What occurred to me is that this is how it must feel to live in a dictatorship.  For the current occupant of the White House to talk about the courage of people like Medgar Evers, the Freedom Riders, and the 3 young Civil Rights Workers brutally murdered,  it was repulsive.  This is a man who believes and sustains the worst stereotypes.  This is a man whose party has rescinded the Voting Rights Act that many of those enshrined in the new museum devoted their lives to achieve.

Two of the events that stand out most in my memory of growing up as the struggle for Civil Rights was blossoming in the 1960s are the funeral of the 3 civil rights workers and the 1963 March on Washington.  I wonder where the current President was on those two occasions?  I recall my presence and my emotions clearly. What was he doing? Thinking?
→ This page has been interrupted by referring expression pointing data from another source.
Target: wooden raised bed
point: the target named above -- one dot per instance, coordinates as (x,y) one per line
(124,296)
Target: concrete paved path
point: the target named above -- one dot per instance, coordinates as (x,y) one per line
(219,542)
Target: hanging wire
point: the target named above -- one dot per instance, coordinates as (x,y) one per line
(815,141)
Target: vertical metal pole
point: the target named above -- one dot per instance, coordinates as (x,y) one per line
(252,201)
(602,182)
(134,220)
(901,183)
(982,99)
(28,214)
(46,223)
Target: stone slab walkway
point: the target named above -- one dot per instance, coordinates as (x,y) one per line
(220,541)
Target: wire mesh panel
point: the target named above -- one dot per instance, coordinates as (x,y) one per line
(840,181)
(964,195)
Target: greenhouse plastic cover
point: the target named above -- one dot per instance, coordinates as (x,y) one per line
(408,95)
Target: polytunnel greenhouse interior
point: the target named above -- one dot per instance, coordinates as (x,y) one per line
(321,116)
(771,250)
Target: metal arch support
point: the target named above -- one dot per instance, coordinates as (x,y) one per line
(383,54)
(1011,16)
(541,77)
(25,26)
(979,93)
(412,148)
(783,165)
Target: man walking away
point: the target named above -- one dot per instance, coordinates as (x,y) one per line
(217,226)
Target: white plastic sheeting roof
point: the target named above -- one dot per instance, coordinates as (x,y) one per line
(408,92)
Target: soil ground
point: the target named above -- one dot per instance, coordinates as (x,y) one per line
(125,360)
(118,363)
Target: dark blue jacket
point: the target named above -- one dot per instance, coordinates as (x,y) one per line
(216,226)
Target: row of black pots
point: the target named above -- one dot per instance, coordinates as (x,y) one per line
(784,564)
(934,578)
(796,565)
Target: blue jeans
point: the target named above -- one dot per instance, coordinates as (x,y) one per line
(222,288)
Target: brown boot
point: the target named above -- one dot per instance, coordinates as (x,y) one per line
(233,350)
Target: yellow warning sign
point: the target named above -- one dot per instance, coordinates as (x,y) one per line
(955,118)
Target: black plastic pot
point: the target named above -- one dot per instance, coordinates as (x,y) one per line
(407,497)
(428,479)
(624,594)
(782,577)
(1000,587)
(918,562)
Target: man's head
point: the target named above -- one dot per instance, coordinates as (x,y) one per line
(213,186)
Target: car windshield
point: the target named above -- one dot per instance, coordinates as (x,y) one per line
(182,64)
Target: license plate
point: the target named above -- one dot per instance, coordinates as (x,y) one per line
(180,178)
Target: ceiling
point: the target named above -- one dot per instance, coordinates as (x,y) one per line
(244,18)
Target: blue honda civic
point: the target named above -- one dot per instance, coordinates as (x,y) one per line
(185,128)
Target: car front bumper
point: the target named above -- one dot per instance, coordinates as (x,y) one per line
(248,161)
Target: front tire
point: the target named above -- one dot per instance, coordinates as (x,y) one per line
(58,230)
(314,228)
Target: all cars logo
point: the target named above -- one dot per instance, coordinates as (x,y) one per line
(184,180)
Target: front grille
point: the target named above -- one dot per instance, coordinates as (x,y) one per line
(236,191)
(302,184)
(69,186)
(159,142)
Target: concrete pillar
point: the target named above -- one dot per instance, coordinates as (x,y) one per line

How had his life and worldview changed?
In this current climate, a news reporter would not even get the chance to ask such a question.
Of course, all this is set against the soon to be election of Roy Moore to the U.S. Senate.
The fact that the people of Alabama are comfortable electing an accused child molester to represent shows the real truth here.
Hopefully, the consequences will make them pay the price needed to join the 21st century.  So, this is the new normal.
There is an Arthur Miller quote that keeps tapping away at my brain.  In the Introduction to his famous play "Death of a Salesman," Miller talks about the change that has come over the Lowman house.  Says Miller, "Now it was quiet in the house and the wrong people in the beds."  Later on, he says, "Strangers in the seats of the mighty."